A travers l’amélioration du climat des affaires et l’attractivité de l’économie marocaine, l’objectif poursuivi est de parvenir à intégrer, à l’horizon 2021, le cercle des 50 premières économies de l’indice Doing Business. Mais, auparavant, il faudra réussir le pari de transformer les structures de l’économie, dont on sait aujourd’hui qu’elles sont encore dominées par des activités à faible valeur ajoutée. Cet objectif, le chef du gouvernement en a parlé avec insistance, tant il est vrai que c’est par cette voie que l’accès au rang de pays émergent deviendra possible. Et c’est ainsi que l’Exécutif entend poursuivre et renforcer le Plan d’accélération industriel 2014-2020, car c’est précisément ce plan-là, s’il réussit, qui aidera à activer la transformation des structures de l’économie, à augmenter le rythme de la croissance économique et, par conséquent, à améliorer la compétitivité.

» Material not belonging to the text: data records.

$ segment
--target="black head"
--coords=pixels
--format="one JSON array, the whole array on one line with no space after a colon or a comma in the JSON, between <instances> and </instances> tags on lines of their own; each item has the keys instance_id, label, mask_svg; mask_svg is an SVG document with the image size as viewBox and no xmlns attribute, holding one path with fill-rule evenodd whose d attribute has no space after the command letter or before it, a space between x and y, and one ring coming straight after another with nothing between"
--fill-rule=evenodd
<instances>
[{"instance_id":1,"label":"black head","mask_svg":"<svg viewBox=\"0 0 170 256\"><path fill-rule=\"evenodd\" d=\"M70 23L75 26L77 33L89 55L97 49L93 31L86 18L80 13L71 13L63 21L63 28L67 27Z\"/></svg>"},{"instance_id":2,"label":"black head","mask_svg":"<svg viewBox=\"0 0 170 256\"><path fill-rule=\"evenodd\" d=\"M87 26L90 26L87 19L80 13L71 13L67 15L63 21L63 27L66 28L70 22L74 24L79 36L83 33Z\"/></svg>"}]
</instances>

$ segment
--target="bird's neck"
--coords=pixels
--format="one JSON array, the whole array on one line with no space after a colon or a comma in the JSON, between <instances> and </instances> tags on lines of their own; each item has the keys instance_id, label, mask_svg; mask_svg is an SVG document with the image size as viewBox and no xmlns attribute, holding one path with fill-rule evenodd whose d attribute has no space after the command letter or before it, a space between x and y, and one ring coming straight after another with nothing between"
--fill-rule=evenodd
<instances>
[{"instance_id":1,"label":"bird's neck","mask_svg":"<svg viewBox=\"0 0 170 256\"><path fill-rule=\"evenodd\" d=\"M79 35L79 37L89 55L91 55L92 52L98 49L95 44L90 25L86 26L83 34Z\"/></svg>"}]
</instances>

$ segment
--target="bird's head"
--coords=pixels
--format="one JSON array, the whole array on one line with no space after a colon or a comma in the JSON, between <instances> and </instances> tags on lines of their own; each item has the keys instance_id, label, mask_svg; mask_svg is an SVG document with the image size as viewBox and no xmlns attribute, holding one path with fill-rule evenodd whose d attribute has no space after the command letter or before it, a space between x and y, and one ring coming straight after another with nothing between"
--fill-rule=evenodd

En parallèle, les stratégies sectorielles, déjà lancées, seront poursuivies et renforcées. Dans le domaine de l’agriculture, à titre d’illustration, El Othmani a parlé de développer l’agriculture solidaire et précisé que celle-ci profitera à 130 000 agriculteurs à travers la mise en place de 297 000 projets à déployer sur une superficie de 400 000 hectares ; le tout pour une enveloppe de 6,5 milliards de DH. On peut ajouter dans ce sens le soutien au développement rural avec, entre autres, le reboisement de 50 000 hectares. On peut multiplier à l’infini les exemples de projets à l’endroit du monde rural et, finalement, de l’agriculture durable, l’essentiel à rappeler étant que ce Programme semble vouloir concilier la nécessaire augmentation du rythme de création des richesses et le souci de préserver l’environnement. Mais pas seulement. Le chef du gouvernement, et c’est dit en ces termes, a estimé que les fruits de la croissance, il faudra, pour l’équilibre de la société, les partager. C’est pourquoi les objectifs sociaux qu’il s’est fixés, contrairement à ceux macroéconomiques déjà évoqués, apparaissent, eux, assez ambitieux : baisse du taux d’analphabétisme de 30% à 20%, hausse de la couverture sociale de 60% à 90%, baisse de la mortalité infantile de 27 pour mille à 20 pour mille, augmentation du taux de scolarisation de 88% à 97%, etc.

La question de l’emploi, qui est à l’intersection de l’économie et du social, n’est bien sûr pas occultée. De nombreuses mesures sont annoncées, on signalera seulement celles relatives à la réforme du Code du travail, le renforcement de l’inspection du travail, l’amélioration du dispositif de l’IPE et, c’est la clé de tout, la réforme de l’éducation nationale.